Python Memory Management and Tips Transcripts
Chapter: Allocating memory in Python
Lecture: Allocation in action
0:00 Let's do a little thought experiment. Imagine we have this one line of Python code,
0:03 which we know whole tons of stuff is happening down in the runtime.
0:07 But on the Python side, it's simple.
0:08 We have a person object. We want to create them, past some initial data over
0:12 to them, their name is Michael, and so on.
0:15 Now let's imagine that to accomplish this operation we need 78 bytes of RAM from the
0:23 operating system. What happens? How does that get into Python? Like,
0:28 what part of memory do we get?
0:30 How is it organized and so on?
0:32 So a very simplistic and naive way to think about this would be all right,
0:37 what we're gonna do is going to go down to the C-layer, and C-Layer
0:40 is going to use the underlying operating system mechanism for getting itself some memory.
0:46 It'll malloc it, right? So malloc is the C allocation side and then free, we would call
0:52 free on the pointer to make that memory go away,
0:54 Okay? So you might just think that the C runtime just goes to the
0:58 operating system and says "give me 78 bytes", and the operating system says "super,
1:03 we're gonna provide 78 bytes of virtual memory that we've allocated to that process",
1:09 which then, boom into that we put the thing that we need, some object
1:14 that has an id and the id wasn't explicitly set.
1:17 But, let's say it's generated.
1:18 The id is that in the name is Michael. Well,
1:23 that seems straightforward enough. I mean,
1:24 you have these layers, right?
1:26 Python is running and then Python is running actually implemented in C and C is running on top
1:31 of the operating system and the operating system is running on real RAM on top of hardware.
1:36 So this seems like a reasonable thought process.
1:39 But no, no, no. This is not what happens.
1:43 There's a whole lot more going on.
1:44 In fact, that's what this whole chapter is about,
1:46 is talking about what happens along these steps.
1:50 And it's not what we've described here.
1:53 Let's try again. So at
1:55 the base we, of course,
1:56 still have RAM. We have hardware.
1:58 That's where memory lives. We still have an operating system.
2:01 Operating systems provide virtual memory to the various processes that are running so that one process
2:07 can't reach in and grab the memory of another.
2:09 For example, we saw that there's ways in the operating system to allocate stuff.
2:15 So at C, there's an API called malloc that's gonna talk to the underlying operating
2:20 system. This is what we had sort of envisioned the world to be before.
2:24 But there's additional layers of really advanced stuff happening on top here.

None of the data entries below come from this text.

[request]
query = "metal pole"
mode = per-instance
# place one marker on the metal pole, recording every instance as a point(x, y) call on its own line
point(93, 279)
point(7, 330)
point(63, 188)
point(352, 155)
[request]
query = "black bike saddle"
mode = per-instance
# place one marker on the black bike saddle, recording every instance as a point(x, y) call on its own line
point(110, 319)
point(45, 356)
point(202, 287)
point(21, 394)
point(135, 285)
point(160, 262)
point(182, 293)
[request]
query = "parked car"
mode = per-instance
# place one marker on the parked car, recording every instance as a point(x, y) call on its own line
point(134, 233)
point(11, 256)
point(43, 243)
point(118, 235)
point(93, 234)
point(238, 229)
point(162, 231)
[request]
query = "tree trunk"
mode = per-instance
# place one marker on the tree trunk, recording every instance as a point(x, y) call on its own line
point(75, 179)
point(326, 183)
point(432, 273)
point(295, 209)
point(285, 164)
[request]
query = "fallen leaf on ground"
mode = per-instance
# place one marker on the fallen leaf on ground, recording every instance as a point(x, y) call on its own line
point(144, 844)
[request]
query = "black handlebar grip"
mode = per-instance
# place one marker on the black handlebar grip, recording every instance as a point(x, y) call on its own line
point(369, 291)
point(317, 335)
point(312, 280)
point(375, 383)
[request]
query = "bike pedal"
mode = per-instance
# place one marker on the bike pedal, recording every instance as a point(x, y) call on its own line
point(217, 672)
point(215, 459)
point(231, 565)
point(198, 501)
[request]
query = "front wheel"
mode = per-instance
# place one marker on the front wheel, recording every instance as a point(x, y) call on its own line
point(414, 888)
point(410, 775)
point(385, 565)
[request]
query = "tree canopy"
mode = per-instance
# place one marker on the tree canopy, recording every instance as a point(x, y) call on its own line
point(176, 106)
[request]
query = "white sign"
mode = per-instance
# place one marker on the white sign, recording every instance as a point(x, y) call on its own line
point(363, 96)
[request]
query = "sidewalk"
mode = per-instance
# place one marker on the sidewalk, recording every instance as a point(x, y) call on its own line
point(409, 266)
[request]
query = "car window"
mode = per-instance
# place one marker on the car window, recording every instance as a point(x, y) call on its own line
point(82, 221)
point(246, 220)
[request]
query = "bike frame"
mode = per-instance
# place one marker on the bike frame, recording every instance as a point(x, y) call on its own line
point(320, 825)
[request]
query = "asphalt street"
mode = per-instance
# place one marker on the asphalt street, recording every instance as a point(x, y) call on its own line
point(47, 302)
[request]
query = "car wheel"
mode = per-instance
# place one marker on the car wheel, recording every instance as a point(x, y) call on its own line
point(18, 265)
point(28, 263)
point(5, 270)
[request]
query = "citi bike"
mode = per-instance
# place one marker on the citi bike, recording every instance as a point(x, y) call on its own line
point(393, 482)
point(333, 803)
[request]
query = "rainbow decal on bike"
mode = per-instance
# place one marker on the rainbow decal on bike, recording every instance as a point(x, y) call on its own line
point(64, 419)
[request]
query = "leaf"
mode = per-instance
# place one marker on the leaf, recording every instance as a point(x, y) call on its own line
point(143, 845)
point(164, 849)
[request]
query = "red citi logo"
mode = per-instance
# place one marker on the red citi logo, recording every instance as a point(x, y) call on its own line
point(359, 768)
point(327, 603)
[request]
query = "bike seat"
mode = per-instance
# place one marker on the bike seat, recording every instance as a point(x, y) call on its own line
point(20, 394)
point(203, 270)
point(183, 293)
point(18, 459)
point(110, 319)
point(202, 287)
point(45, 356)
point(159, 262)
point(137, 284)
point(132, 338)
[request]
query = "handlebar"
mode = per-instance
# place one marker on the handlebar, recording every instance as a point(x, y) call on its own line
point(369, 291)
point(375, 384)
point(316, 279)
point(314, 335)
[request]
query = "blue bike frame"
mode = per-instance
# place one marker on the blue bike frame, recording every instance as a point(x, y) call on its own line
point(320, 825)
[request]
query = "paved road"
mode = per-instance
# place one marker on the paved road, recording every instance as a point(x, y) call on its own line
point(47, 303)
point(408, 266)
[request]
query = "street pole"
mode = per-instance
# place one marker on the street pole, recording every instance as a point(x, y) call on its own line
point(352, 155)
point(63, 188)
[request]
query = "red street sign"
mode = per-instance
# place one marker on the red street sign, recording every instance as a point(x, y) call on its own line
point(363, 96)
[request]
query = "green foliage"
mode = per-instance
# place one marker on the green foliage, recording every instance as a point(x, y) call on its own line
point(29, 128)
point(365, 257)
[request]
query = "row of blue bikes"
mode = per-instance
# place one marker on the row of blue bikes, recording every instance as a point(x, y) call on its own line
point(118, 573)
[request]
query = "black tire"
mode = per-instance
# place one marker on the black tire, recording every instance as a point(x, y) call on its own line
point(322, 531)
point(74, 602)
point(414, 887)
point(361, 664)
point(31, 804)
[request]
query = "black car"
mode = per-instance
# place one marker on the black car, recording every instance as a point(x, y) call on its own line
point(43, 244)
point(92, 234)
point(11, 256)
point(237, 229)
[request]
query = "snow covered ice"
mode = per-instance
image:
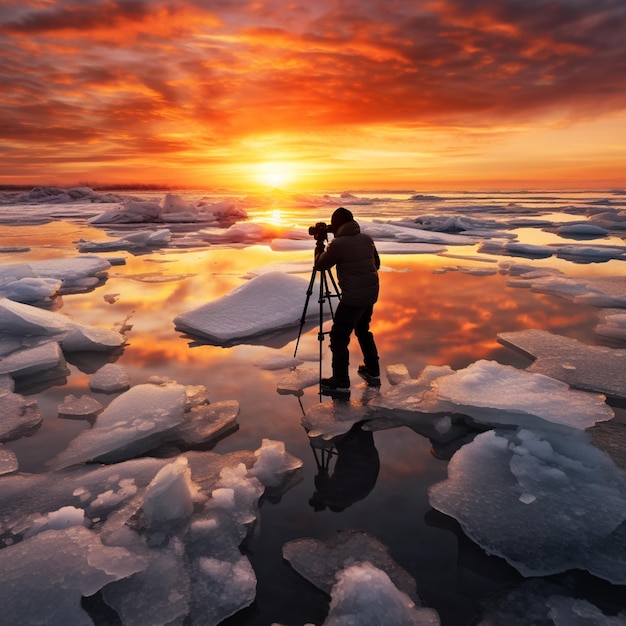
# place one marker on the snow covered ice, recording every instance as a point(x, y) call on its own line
point(554, 501)
point(265, 304)
point(365, 584)
point(596, 368)
point(535, 475)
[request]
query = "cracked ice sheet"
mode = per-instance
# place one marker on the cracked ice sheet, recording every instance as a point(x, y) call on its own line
point(492, 394)
point(331, 419)
point(598, 291)
point(45, 577)
point(267, 303)
point(554, 502)
point(499, 394)
point(596, 368)
point(133, 423)
point(24, 320)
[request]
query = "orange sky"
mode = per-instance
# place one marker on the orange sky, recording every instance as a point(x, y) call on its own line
point(307, 95)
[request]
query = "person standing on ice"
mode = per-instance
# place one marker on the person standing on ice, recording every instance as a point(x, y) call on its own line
point(357, 261)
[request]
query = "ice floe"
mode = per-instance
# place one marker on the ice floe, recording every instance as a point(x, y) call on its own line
point(132, 424)
point(612, 324)
point(554, 502)
point(38, 281)
point(159, 537)
point(598, 291)
point(45, 577)
point(263, 305)
point(492, 394)
point(8, 461)
point(79, 407)
point(596, 368)
point(134, 241)
point(110, 378)
point(24, 320)
point(19, 415)
point(366, 586)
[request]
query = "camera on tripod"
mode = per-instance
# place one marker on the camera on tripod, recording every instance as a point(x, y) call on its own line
point(320, 231)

2:29 Above this, we have what's called Pythons allocator or the PyMem
2:34 API and PyMalloc.
2:36 So the C runtime doesn't just call malloc,
2:39 it calls PyMalloc, which runs through a whole bunch of different strategies to do
2:44 things more efficiently. We saw that in python and Cpython in particular,
2:49 that every tiny little piece of data that you work with, everything, numbers,
2:53 characters, strings, all the way up to lists and dictionaries and whatnot,
2:58 these are all objects, and every one of them requires a special separate allocation,
3:02 often very small bits of data,
3:04 and that's why Python has this
3:06 Pymalloc. But wait, there's more.
3:10 If you're allocating something small, and by small,
3:14 I mean sys.getsizeof,
3:16 not my fancy reversal thing. So if you're allocating something that is in its own
3:21 essence small, then Python is going to use something called the "Small Object Allocator",
3:27 which goes through a whole bunch of patterns and techniques to optimize this further,
3:32 and we're going to dig into that a bunch.
3:34 So if you want to see all this happening,
3:35 you can go to "bit.ly/pyobjectallocators", the link at
3:40 the bottom, and actually the source code is ridiculously well documented.
3:45 There's like paragraphs of stuff talking about all these things in here,
3:49 but there's actually, in there, There's a picture, ASCII art-like picture that looks
3:53 very much like this diagram that I drew for you with some details that I left
3:57 out, but they're in the source code.